2006/05/18

Linewidth vs. linespacing examples

Over at Microsoft’s fontblog, they discuss linewidth and linespread with regard to the reading speed of a whole damn bunch of volunteers. They cite Miles A. Tinker’s book, Legibility of Print, with some actual quantitative analysis (gasp!) on the quality of various layouts.

I haven’t seen these sorts of numbers before, and I’m happy to see that they reflect what everyone (who knows about this sort of thing) believes: longer lines of text are harder to read, and the distance between lines of text is also important for reading quality. These are the results, which are based upon statistical data, to show people when they want to set 1cm margins on their Word document in order to save paper.

They also say:

In the comments for Typography Tip #3, Adam Twardoch asserts that the line length effects the amount of needed linespacing. Tinker’s data does not back up this assertion. This table shows that 2 points of linespacing performed the best at each line width tested.

Okay, sure, but the numbers also show that for such long line lengths, the reading speed is already shot to hell. No-one is actually suggesting that you can get away with 200mm text blocks if you have a 10pt/20pt typeface, say. (x/y refers to a font size of x and a distance between successive baselines of text of y.) No amount of leading is going to fix that mess.

Going back to that numbers business. It’s great that they’ve nicely tabulated that data for us. But numbers in a table don’t really help to get a good feel of exactly why a 43 pica line with 4pt of extra leading is actually a really bad idea.
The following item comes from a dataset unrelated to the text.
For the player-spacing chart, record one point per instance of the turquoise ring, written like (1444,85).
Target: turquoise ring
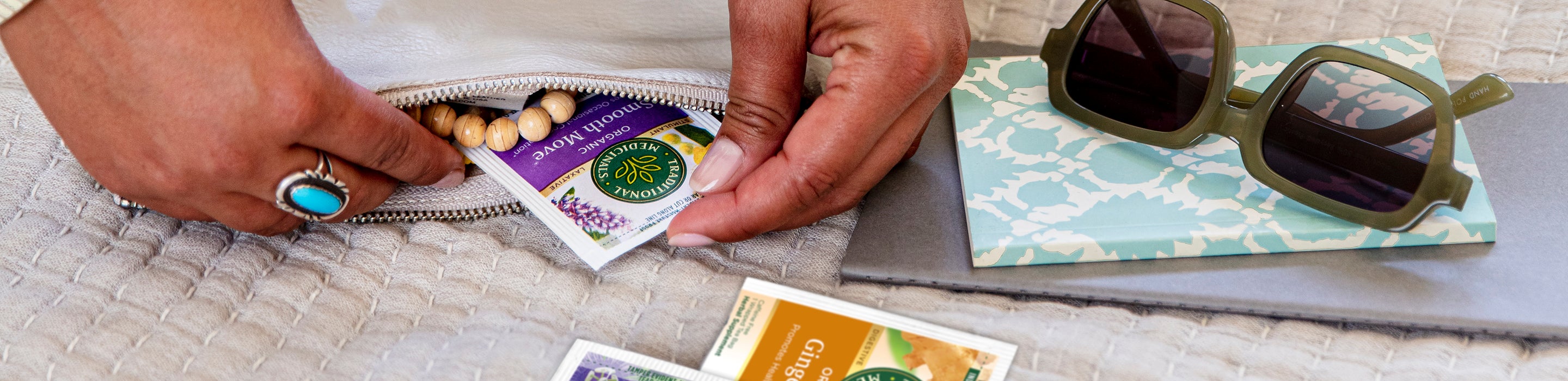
(313,195)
So I put together a LaTeX document illustrating the 20 different layouts examined; grab it here. The source is also available, in case you’re interested.
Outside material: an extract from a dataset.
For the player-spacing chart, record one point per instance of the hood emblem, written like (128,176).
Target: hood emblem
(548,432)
On the first page, I’ve put the top five layouts ranked by normalised reading speed. Subsequently, each page is dedicated to a single line width with varying linespreads. The text is chosen arbitrarily from the Edgar Allen Poe story ‘Never bet the devil your head’. Times was selected as the typeface because everyone’s used to it and it shows up bad typography more readily than something a little nicer (in my opinion). I find that this document makes it much easier to get an actual understanding of the results of the cited study.